The scholars can come off as petty, so some might wonder why, in 2000, the liberal Southern Poverty Law Center (SPLC) bothered to take on the League of the South, labeling it a hate group. With such academics in their ranks, the league "has real influence on Southern politics and history, and they’re spreading misinformation," says Mark Potok, director of the SPLC’s Intelligence Project, who calls the league "white supremacist." Members of the league insist it is not racist, and they counter that it is the victim of bigotry against the South’s heritage. But its leaders have defended the ultimate form of racism: slavery.
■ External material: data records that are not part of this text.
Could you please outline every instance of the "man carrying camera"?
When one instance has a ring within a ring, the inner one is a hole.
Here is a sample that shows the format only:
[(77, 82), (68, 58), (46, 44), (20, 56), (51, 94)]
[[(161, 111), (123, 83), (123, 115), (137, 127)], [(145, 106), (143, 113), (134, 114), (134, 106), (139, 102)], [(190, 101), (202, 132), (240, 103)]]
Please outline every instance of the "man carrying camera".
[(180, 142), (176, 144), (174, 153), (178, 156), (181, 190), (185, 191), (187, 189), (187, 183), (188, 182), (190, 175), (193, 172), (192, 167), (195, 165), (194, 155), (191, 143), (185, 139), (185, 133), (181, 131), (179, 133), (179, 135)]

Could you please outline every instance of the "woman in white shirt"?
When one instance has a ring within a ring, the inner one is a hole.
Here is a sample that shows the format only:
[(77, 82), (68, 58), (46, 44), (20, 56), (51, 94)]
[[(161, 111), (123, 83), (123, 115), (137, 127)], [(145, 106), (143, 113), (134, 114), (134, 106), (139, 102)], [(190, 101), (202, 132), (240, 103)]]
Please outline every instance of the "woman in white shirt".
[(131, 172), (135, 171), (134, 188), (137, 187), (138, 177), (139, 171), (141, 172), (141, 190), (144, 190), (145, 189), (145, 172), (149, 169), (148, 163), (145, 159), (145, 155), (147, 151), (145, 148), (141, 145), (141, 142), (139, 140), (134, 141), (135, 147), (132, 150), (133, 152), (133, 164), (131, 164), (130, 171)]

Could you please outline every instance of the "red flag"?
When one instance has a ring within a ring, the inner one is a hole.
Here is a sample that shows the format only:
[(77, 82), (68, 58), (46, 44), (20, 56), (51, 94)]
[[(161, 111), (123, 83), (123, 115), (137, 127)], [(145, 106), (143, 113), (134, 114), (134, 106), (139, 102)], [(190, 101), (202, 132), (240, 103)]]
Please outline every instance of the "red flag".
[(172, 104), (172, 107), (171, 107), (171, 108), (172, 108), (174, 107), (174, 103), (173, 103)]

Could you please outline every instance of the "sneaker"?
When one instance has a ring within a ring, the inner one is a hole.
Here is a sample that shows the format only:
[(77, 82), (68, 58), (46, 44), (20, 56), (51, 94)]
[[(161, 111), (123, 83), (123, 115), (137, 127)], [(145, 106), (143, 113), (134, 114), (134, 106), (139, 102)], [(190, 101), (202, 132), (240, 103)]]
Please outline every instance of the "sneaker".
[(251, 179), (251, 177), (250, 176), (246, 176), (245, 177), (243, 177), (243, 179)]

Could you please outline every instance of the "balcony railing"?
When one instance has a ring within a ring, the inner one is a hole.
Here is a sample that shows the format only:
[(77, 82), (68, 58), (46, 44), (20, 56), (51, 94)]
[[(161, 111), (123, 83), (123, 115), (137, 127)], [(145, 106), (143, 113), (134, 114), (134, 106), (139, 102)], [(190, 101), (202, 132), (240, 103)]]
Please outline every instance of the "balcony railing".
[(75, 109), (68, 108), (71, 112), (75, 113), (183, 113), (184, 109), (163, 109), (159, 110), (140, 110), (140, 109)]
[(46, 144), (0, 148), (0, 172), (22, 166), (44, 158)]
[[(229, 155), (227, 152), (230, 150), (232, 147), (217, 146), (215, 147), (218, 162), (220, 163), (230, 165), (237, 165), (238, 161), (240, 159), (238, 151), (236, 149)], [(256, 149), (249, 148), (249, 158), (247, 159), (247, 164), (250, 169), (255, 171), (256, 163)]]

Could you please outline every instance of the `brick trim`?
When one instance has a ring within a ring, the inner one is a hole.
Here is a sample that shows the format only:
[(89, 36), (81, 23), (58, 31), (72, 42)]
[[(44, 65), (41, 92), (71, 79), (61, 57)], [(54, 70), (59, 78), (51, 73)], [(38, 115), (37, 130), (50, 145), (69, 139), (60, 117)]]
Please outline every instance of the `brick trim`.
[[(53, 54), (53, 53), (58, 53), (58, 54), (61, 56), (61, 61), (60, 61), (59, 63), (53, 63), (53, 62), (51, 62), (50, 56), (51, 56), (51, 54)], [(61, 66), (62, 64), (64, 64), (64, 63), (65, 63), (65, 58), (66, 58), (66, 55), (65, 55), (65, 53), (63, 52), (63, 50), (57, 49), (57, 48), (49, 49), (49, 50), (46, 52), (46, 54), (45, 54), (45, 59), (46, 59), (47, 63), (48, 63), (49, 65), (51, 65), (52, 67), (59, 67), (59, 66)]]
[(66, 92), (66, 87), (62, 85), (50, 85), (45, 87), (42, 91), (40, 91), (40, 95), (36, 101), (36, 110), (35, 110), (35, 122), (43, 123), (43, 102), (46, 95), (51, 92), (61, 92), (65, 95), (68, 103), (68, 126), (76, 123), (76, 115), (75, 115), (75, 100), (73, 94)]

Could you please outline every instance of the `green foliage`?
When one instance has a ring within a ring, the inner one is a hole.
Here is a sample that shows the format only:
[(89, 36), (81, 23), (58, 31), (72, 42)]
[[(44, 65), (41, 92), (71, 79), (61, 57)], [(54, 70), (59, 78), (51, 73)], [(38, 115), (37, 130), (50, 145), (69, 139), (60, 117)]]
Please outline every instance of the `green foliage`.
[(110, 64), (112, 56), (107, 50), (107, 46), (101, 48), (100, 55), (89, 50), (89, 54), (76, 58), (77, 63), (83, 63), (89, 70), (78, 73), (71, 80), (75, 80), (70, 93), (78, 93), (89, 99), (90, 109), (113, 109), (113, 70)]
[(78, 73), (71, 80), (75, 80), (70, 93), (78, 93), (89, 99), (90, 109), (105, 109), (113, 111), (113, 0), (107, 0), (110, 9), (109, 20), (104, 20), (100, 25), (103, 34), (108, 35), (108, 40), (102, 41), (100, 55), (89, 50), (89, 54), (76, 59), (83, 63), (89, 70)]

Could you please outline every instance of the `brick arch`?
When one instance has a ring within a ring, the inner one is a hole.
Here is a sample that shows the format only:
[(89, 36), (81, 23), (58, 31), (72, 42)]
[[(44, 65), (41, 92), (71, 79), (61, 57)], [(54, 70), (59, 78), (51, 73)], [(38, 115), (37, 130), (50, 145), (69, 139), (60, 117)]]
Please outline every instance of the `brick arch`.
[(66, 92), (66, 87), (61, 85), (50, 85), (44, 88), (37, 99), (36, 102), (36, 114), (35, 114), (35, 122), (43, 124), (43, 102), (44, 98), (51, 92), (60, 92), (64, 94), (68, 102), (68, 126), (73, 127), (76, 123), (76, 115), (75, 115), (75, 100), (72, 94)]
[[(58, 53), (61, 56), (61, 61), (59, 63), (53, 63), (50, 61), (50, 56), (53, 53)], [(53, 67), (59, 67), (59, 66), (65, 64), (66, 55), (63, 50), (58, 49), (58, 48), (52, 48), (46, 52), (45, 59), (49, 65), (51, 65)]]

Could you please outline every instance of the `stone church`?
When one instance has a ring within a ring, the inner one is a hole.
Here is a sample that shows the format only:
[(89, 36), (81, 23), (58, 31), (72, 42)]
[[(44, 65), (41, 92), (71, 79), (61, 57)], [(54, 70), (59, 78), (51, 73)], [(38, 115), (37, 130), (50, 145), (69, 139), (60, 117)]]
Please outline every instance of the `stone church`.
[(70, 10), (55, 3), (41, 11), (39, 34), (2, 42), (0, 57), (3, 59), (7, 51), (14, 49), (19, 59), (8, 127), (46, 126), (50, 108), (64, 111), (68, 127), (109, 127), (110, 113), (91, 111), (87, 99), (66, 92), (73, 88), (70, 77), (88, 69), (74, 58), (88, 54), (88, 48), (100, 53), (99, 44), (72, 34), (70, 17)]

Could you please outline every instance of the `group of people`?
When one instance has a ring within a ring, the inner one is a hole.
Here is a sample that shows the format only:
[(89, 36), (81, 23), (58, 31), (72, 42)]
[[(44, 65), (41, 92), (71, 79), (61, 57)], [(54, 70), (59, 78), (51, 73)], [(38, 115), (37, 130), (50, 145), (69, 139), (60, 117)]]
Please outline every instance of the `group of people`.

In 1998 league president J. Michael Hill, who taught history for years at historically black Stillman College in Alabama, wrote in an e-mail to members, "No apologies for slavery should be made. When practiced in accord with Holy Scripture, it is not a sin." Hill stands by the comment today, saying only, "I was brought up to show Christian charity to everyone."

Even with such baggage, some prominent academics argue that the Lincoln loathers add something important to the debate about the 16th President and his legacy. Princeton Civil War historian James McPherson says it’s important to have "people out there challenging the current orthodoxy. They may not persuade me, but they might ask some challenging questions that force me to rethink my positions."

All that questioning can tire even thehardiest rebel. "Radical dissidence is fun," says Clyde Wilson, but it’s also wearying. He will retire next year after 35 years in the classroom. Before he does, he plans to teach his trademark course on Southern cultural and intellectual history one more time. The last book on the syllabus will be, as always, a William Faulkner novel about a Southern family’s struggle to preserve its way of life. It is called The Unvanquished.